Last year was clearly a wonderful year for stocks. The best gains, however, were concentrated in a narrow group of technology stocks and the largest ten stocks by market-cap, now comprise 40% of the market index. These conditions remind us of the period of 1999- 2003. Then, the phenomenon was the advent of the Internet, now, it’s the rise of AI. In 1999, the glamour stock was Cisco Systems; this past year it was NVIDIA. Cisco traded at$80 per share then and now trades at $59 after 25 years of growth. It was massively over hyped. The similarities of the two periods are significant, the average stock underperformed dramatically in 1999, then outperformed for three consecutive years and we believe that history will repeat. A broad list of value and smaller stocks are now historically cheap relative to the much ballyhooed technology stocks of 2024.

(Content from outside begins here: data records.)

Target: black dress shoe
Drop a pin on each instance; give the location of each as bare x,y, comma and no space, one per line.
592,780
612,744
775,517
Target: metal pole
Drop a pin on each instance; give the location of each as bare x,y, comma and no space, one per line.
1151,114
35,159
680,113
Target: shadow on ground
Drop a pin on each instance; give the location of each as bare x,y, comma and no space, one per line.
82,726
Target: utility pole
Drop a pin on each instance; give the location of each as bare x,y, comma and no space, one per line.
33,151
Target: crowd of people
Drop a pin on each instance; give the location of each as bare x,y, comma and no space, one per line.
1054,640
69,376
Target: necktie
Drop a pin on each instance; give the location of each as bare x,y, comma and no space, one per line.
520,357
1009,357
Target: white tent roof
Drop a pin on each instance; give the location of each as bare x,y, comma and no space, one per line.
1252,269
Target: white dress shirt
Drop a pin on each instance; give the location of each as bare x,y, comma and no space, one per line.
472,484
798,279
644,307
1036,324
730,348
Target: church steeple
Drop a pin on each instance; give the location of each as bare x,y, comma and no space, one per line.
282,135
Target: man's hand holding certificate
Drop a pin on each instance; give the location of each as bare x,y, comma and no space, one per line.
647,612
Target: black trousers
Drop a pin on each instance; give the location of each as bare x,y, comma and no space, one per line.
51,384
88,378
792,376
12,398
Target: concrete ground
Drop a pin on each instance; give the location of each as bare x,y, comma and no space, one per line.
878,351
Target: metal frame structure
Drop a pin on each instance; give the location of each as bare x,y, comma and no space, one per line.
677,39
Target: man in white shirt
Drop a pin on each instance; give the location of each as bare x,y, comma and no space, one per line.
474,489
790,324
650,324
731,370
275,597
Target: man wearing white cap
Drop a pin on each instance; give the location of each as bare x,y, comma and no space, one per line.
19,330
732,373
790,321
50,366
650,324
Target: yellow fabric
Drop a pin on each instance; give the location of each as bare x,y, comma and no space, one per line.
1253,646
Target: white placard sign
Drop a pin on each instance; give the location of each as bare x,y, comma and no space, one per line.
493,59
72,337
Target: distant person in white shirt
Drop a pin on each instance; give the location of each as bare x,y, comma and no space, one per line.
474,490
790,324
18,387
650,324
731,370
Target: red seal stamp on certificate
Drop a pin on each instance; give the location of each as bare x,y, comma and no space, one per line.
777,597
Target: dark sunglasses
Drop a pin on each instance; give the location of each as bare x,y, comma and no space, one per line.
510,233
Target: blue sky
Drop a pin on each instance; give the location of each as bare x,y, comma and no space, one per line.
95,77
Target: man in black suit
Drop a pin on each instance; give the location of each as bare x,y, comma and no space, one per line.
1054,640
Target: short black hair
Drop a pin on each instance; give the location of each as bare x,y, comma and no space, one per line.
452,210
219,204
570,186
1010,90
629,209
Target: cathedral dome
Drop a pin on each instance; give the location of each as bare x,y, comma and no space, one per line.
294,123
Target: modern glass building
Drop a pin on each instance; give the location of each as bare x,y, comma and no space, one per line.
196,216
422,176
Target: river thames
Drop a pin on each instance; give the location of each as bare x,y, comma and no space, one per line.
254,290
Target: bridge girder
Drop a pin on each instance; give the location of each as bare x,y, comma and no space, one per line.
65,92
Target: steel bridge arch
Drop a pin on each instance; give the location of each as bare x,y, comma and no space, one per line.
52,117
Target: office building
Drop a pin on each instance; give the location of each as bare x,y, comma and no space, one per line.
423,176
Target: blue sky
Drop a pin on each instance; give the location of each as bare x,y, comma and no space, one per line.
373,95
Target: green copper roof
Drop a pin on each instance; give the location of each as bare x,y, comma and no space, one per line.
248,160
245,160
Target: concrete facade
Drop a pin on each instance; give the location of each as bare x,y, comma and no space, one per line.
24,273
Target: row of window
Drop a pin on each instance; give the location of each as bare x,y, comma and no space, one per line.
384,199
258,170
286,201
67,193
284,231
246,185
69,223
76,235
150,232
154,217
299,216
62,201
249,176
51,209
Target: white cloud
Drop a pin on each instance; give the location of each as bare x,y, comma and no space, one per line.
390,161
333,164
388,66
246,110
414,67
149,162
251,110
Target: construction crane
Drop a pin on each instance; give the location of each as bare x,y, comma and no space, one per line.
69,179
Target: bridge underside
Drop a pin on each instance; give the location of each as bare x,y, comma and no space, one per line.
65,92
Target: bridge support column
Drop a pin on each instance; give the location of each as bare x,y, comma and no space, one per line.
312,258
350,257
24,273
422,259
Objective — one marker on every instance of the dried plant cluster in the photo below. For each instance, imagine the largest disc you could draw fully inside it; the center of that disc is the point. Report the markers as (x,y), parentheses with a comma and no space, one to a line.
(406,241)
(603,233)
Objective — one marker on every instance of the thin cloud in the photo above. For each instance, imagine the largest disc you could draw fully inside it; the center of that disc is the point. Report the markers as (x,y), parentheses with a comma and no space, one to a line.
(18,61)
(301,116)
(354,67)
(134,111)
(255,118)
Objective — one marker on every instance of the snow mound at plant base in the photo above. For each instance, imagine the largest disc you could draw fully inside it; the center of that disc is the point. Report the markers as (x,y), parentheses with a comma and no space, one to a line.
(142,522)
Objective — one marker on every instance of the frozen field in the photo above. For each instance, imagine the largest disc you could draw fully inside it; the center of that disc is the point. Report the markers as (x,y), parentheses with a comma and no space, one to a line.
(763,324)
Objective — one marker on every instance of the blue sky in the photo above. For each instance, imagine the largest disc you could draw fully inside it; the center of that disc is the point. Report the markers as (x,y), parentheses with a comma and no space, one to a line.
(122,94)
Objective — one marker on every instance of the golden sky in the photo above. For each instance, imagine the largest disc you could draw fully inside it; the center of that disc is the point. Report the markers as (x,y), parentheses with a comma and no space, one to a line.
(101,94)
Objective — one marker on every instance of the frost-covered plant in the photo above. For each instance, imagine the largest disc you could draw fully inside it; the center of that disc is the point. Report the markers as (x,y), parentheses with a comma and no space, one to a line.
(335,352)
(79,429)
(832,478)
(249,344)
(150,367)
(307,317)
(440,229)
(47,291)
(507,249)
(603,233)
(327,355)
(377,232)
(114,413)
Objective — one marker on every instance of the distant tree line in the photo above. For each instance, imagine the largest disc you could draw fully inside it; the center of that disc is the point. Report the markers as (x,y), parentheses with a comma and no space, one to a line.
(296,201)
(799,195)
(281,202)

Much has been made of Treasury rates moving higher while the Federal Reserve was cutting the discount rate. We believe this outcome is merely a sign that the economy is strong, earnings will be better than expected and there is little danger of a recession. In summary, we are excited about the opportunity for old-fashioned stock picking in the upcoming year. The market reversals of two weeks of January underscores our thesis.
For our clients with taxable accounts, we have enclosed a year-end summary of gains and losses. Please compare this with your own statements.